What are the Pros and Cons of Horizontal vs. Vertical Scaling?
Billions of bits of data are generated every moment across the globe, and corporates now find data as their most essential and valuable asset. Considering a typical organization database, its size will grow day by day, and every such database needs to be scaled from time to time to address the storage and processing needs. So, a database you use must be scalable to be available all the time. When the database memory gets drained or cannot handle multiple simultaneous requests, it is not scalable.
What is scalability?
Scalability can be defined as the capacity of a system, process, or a network to proportionately expand and handle the increasing volume of work to accommodate the growth. Primarily, scaling can be categorized into:
- Vertical and,
- Horizontal Scaling.
Scalability vs. elasticity
Elasticity can be defined as the extent to which an existing system can stretch to adapt the workload changes by provisioning or de-provisioning the resources based on demand. This is by ensuring that the available resources may match the demands at any given point in time. A system can be called elastic if it can be scaled easily to accommodate all demanding resource needs.
Let us further discuss the two scaling types as enumerated above.
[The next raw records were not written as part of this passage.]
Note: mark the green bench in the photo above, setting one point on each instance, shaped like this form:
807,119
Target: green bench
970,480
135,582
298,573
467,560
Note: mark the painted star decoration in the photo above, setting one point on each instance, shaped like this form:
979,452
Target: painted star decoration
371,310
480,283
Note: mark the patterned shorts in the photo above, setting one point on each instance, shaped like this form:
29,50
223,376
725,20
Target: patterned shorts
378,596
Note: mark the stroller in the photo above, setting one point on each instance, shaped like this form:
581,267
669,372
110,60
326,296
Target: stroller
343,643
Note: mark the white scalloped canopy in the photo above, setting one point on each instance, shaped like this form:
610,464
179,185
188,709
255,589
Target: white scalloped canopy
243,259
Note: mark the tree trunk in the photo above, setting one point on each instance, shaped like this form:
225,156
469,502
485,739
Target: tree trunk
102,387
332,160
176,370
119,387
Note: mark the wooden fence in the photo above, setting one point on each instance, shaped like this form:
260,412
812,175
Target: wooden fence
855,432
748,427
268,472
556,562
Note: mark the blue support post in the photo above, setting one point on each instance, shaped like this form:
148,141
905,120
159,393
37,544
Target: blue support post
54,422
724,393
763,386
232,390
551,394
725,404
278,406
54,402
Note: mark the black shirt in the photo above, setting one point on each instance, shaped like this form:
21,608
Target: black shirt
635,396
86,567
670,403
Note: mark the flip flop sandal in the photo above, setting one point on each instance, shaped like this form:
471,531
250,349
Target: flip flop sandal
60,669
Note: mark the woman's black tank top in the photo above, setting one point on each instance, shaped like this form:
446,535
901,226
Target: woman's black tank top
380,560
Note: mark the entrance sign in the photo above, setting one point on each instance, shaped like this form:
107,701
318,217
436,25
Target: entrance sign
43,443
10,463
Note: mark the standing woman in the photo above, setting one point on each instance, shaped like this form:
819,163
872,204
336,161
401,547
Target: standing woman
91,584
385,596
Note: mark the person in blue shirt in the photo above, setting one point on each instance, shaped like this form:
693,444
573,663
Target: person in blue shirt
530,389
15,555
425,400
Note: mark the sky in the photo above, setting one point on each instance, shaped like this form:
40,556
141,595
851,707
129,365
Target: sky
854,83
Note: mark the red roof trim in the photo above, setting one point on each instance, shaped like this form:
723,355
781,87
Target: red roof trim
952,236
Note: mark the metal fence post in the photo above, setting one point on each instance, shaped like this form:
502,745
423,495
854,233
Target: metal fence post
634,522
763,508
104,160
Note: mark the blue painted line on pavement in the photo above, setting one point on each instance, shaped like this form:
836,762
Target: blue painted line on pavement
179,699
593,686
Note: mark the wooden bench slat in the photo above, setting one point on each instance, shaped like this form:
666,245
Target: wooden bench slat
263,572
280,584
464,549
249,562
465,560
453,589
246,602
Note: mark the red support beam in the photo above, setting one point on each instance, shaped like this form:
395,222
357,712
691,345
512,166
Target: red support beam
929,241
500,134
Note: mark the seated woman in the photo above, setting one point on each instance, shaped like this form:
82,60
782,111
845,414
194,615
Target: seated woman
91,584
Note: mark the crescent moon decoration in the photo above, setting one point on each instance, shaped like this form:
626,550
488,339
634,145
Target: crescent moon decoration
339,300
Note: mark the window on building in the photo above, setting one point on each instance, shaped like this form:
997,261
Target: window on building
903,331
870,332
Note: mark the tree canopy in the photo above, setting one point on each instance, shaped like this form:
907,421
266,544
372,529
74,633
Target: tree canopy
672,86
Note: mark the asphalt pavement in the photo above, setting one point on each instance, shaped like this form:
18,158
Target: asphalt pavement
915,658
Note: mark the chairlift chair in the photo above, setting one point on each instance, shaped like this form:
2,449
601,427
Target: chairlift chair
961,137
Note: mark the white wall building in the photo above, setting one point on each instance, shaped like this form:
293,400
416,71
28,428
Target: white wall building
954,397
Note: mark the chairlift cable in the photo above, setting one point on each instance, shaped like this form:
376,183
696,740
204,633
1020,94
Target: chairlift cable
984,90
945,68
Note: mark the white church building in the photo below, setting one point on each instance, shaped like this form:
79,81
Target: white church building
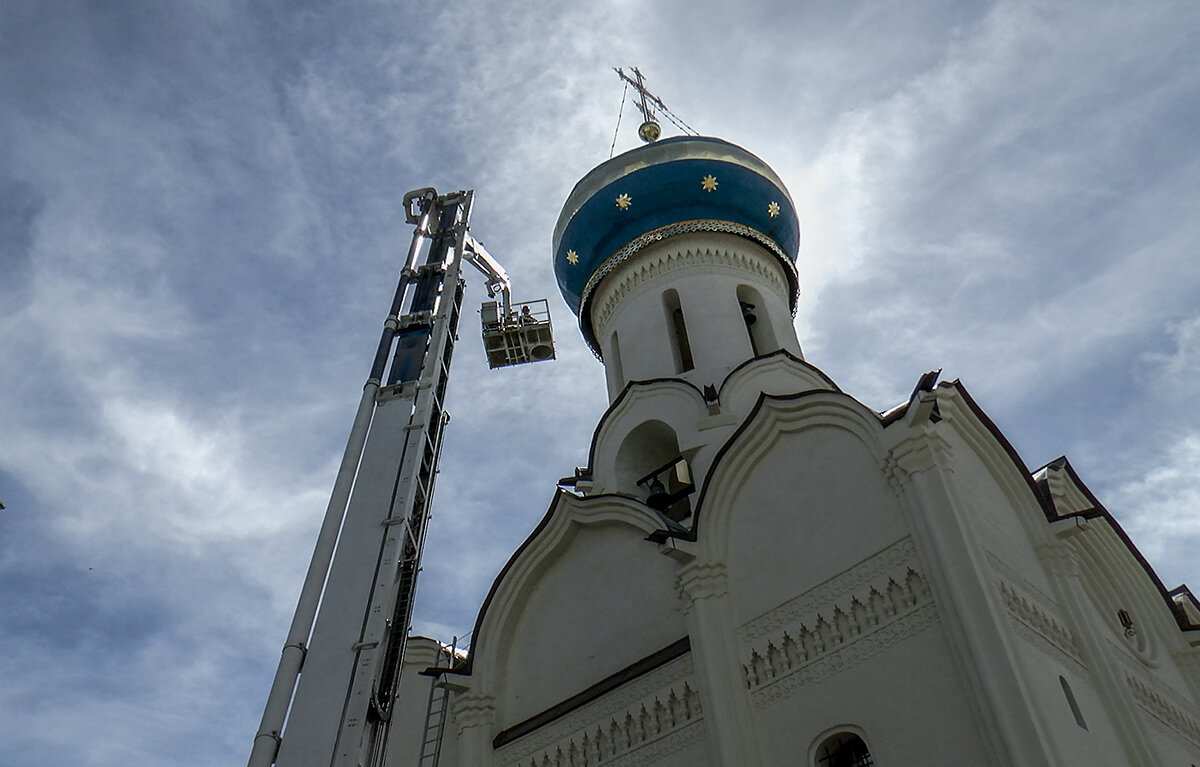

- Vertical Scaling (scale-up)
This is an apt mode of scaling if the given database cannot handle a huge data volume. Say, for example, if you run a database server having 10GB memory capacity, which is exhausted. To handle more data volume, you may have to buy another expensive server, which may have a memory space of 1 or 2 TB. Shifting to this server will enable you to handle more data. This approach is known as ‘Vertical Scaling.’ So, simply this the process of getting a bigger capacity server. The process may also be adding a better performing CPU or more disk power to expand the storage.
The scale-up database’s effectiveness may depend on the application it is used for and the type of usage. You can consider Instagram, for example. Initially, there was only a limited number of people on it as users. So, it would have been run on a single limited capacity server. But see its current state, there are billions of people using this app. So, a limited storage server may not meet the need.
As pointed out by RemoteDBA, another important thing when it comes to data servers is that the data should be queried. If the case is that a single node handles a lot of such queries, it may not give any proper speedy response. So, in case of huge applications with a lot of queries to handle, vertical scaling is not a choice. On the other hand, for base-line applications to handle only a limited number of users and low volume queries, vertical scaling can be considered to expand the server storage. Relational databases tend to use vertical scaling.
Pros of vertical scaling
- Vertical scaling is very simple and straight forward as the entire data is in a single server. So, there is no risk of managing multiple instances simultaneously.
- For each update, you have more memory power and speedy RAM.
- There is no need for any code change during scaling up. No need to change the implementation also.
Cons of vertical scaling
- It may fail to respond to simultaneous multiple queries.
- More downtime is a higher possibility if the server exceeds the specified load.
- It may be more expensive, and the hardware resources may also be costly.
- Horizontal Scaling (Scaling Out)
As the name suggests, horizontal scaling increases the capacity of the data server by horizontally adding more machines. It will help divide the data sets and logically distribute them over different servers called shards. Every single shard can act as independent databases, and process queries faster. Unlike vertical scaling, there is no need to buy another bigger capacity server here, but you can add a hundred 10 GB servers to increase the capacity to 1 TB.
Through vertical scaling, you can increase the memory and power of a single server, whereas horizontal scaling help increases the number of systems. Let us take the same Instagram example, as we discussed above. Instead of vertical scaling, we use multiple machines of the same power and size to get connected to the preceding server horizontally as the data volume increases. In this, one server may store the user IDs, another server the profile info, another store the user stories, and another one to store the images. No, queries are addressed to the specific server, which may reduce the load on the servers as a whole and return better performance.
If your application needs to perform a lot of automated transactions at the backend, then it is better to use the vertical scaling mode. However, if your application is meant to allow more redundancy and only involves fewer joins, then the horizontal scale is the choice. The modern-day NoSQL databases tend to rely more on horizontal scaling. However, horizontal scaling is less advisable for the relational database management systems as it relies more on atomicity and consistency rules.
Pros of horizontal scaling
- Cheaper compared to vertical scaling.
- It ensures better performance and can lessen the load.
- Compared to vertical screening, the downtime chances are very less.
- Fault tolerance is better.
- Better resilience
Cons of horizontal scaling
- Making the joins are quite difficult as horizontal connections involve more cross-server communications.
- Less consistency. So, it may not be ideal for related banking transactions or something needed to be executed simultaneously
- We may not be able to categorize each of the features to a specific server. For example, the server for images may sometimes take more space than what is available in a single server.
So, we can see that vertical and horizontal scaling each serve various purposes. So, when your need is for scaling the existing database to accommodate more data or to handle an increasing number of queries, you may do a thorough analysis as to which one suits your needs and go ahead with the best strategy.